Additions, including a new academic facility, a building expansion and a parking structure, are expected to be completed over the next couple years.
Endicott College President Dr. Richard Wylie said the new academic building will replace the Wax Academic Center, which is centrally located on the campus.
“The main academic building is old and not safe,” Wylie said. “We looked at repairing it, and that was impossible.”
The original east wing of the Wax Center was built in 1969, the 550-seat auditorium opened in 1970, and the west wing was built in 1979; another addition to the building was made in 1996.
“We will build the new building right beside the current building,” Wylie said. “It will house all the faculty and bring the graduate and professional studies faculty to this part of campus. We’re essentially consolidating faculty.”
The building will also feature seminar rooms, more classroom space and lecture halls, among other amenities.
Once the new building has been completed and occupied, approximately a year from this summer, the Wax Academic Center will be torn down.
A 50,000-square foot addition to the Judge Science Center, which is expected to be completed a year from now, is also in the works. This space will include labs and incubator space that will help accommodate the growing interest in biotechnology, as well as create a designated space for the new engineering program at the college.
As for the parking structure, Wylie said that project will be completed by September of this year.
“We are taking a lot that has limited use and putting two decks on top of it,” he said. “We will not be taking down any trees and there will not be any harm to the environment.”
With the exception of replacing some modular living units with an equal number of townhouses, Wylie said there are no other changes planned for the campus in the near future.
“We have no intention of increasing the size of the student population,” he said. “We plan to stay within our footprint and keep the campus as pristine as possible.”
MassDevelopment issued $34,793,000 in tax-exempt bonds for Endicott College to complete the aforementioned projects, and to refinance previously issued debt. The remainder of the cost associated with the additions to the campus will come from either philanthropy or be paid, over time, from the college’s operating budget.
Originally established as a two-year institution to educate women for greater independence and an enhanced position in the workplace, the college expanded to become a four-year co-educational institution in 1994, and added master’s-level programs in 1996 and doctoral programs in 2012.
“We have become a premier institution … To go from a school ranked in the lowest tiers of colleges, ready to file bankruptcy and sell all the land, to where it is now, that’s a remarkable success story,” Wylie said. “And I could not be more proud.”
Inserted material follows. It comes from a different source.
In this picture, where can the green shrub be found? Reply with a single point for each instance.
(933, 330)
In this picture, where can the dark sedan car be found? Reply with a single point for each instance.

Wylie said he is also proud of the fact that Endicott College has become an integral part of the Beverly community throughout the years he’s been at the helm.
“When I came here, there were no trespassing signs all over campus,” he said. “Now, there are no no trespassing signs, and we have opened up the campus to the community.”
In addition to community service efforts and cash donations made to the city, Wylie acknowledged the many public events the college hosts, as well as the addition of the Bourque Arena, which has given the local youth and high school hockey teams a place to call home.
“Yes, we can be a pain in the neck at times,” Wylie admitted. “But I think that is far outweighed by our contributions to the community.”